The particular draw for us was to listen to the highly-acclaimed Raleigh Boychoir, in which a couple of my son's good friends participate. It is a classic all-boys choir for male singers aged 8 until middle school...that is, until their voice drops. While most of the musical or performance entertainers stay put, the choir wanders around the entire shopping center, stopping at various points to sing a few carols and then moving on to the next. So we followed them around, listening to their various songs, sometimes in combination with other musicians.
Of course, the Raleigh Boychoir was fabulous. But what was also really great was the great variety of Christmas carols sung or played by all the other musicians there. There were carols done by Dixieland bands, rock bands, and community orchestras. There were jazz musicians, Victorian carolers, a drum line, and the most unique rendition of carols I've ever heard with a tuba, banjo, and saxophone--the last being played by the musical director of our spiritual community, the incredibly talented Tim Smith.

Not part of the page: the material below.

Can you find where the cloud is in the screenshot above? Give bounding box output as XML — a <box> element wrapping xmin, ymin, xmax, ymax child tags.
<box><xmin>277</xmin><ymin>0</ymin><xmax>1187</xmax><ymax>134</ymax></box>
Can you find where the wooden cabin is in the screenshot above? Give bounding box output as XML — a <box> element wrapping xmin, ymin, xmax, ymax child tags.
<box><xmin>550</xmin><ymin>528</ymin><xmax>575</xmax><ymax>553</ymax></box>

It was a wonderful place for musical education, because if you wandered around enough, you could hear the same song done from a choir perspective, rock treatment, jazz rendition, country/blues style, and classical orchestra performance. If those six blocks didn't quite encompass a world of musical interpretations, it certainly presently a nice variety of ways to approach the same song.
It was also a glorious night weather-wise. We were with friends, we were serenaded, and we were seeing sparkle and tinsel and holiday decorations (novel ones) everywhere we looked. What a great way to greet the holiday season!